Estoy en la sala de espera, aún vendada en la garganta, junto a otras decenas de enfermos que han recibido o recibirán noticias. Sus caras dejan ver dolor o alarma, o hablan tratando de tranquilizar a un familiar ausente. ¿Cuál será mi cara ahora? Busco un espejo o un cristal y no me encuentro. Tampoco mido el tiempo, ese gran oponente de la paz que quiero guardar. La puerta del consultorio señalado se abre, paso al trono de los acusados y el doctor se levanta, tiene que salir, entra en su lugar un muchacho, supongo que estudia (o al menos eso espero) y revisa en la pantalla de la computadora las conclusiones de los exámenes de mi cuerpo. Me clavo en su semblante para descifrar las muecas, los gestos, cualquier seña de cómo vaya a ser llamado ese nódulo que ha crecido rebelde en mi gaznate. Cuando acaban sus ojos de transitar por la pantalla parece que el joven estudiante ha llegado a una conclusión. No dice nada y se acomoda, torciendo la boca. Confirma que sí, que se trata de un cáncer, pero hay que sacarlo para saber si empezó en la tiroides o alrededor, porque ya se encaramaron ahí. Después de operarme podrá saberse si habrán de darme tratamiento aunque el muchacho no sabe, porque ya se fue al pulmón y al hígado pero me calma, “no se preocupe, estos casos pueden durar hasta seis meses”. Nunca me mira, nunca me pregunta. Me hace salir con otra cita para varias semanas después, no sé para qué.

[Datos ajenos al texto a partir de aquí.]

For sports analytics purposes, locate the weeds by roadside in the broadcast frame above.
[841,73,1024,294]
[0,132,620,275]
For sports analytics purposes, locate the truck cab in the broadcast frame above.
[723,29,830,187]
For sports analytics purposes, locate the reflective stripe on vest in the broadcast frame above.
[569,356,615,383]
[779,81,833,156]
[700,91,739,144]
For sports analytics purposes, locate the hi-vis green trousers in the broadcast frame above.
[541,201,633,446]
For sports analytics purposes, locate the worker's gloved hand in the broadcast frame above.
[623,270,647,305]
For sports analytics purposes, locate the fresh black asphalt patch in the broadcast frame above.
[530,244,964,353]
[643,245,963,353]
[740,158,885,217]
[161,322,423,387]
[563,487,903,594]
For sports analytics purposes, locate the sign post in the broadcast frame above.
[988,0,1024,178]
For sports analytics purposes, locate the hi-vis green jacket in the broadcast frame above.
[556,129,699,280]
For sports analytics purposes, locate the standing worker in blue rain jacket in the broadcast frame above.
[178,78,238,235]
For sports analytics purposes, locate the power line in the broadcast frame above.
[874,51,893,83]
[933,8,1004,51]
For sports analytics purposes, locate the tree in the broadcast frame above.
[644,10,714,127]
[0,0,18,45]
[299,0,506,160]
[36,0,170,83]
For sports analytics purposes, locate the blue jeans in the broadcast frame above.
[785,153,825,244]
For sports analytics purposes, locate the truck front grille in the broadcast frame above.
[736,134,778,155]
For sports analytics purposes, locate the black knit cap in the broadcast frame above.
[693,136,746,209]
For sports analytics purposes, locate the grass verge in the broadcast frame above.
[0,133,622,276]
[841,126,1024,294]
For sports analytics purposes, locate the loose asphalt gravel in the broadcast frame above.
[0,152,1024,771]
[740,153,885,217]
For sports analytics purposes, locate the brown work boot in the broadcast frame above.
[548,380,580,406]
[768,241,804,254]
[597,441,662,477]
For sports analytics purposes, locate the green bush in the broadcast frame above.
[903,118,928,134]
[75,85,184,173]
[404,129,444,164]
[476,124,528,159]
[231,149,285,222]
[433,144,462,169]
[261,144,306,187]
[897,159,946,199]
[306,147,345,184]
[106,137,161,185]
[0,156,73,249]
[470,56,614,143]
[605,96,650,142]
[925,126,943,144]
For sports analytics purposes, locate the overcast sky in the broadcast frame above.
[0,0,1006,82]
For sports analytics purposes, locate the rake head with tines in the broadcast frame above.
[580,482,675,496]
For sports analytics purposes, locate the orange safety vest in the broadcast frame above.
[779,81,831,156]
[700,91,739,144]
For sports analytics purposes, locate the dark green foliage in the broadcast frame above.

En la sala de espera siento marearme y gano una silla, me detengo a comprender lo que ha pasado y lo que va a venir. A lo lejos me observa una mujer muy seria, tan asustada como si quisiera huir, concentrada nada más en no caerse de la silla con una venda igual que la mía; no es ninguna señora, soy yo; me veo reflejada en la ventana y tomo aire profundamente. Por fin puedo caminar a la salida, igual están de frías las paredes y las ventanillas pero alguien ha bajado el volumen de los altavoces y hasta del tránsito en la calle. Subiendo al Metrobús sé que voy hablando sola y que me observan pero no me importa. Tengo que contármelo a mí misma para contarlo a mi familia, que me espera.

Pasan los días en un plano de tiempo indescriptible. Me habla por teléfono una querida amiga que tiene cáncer y está negociando su jubilación. Por motivos jurídicos tiene una duda: “oye ¿somos discapacitadas?” Muy buena pregunta. Hasta ahora puedo caminar, comer y hablar, pero la gente que me rodea me ve con una cara diferente, como si ya no tuviera facultades para planear mi futuro, para pensar o decidir. Parece que ahora pertenezco a una nueva especie, ahora estoy enferma.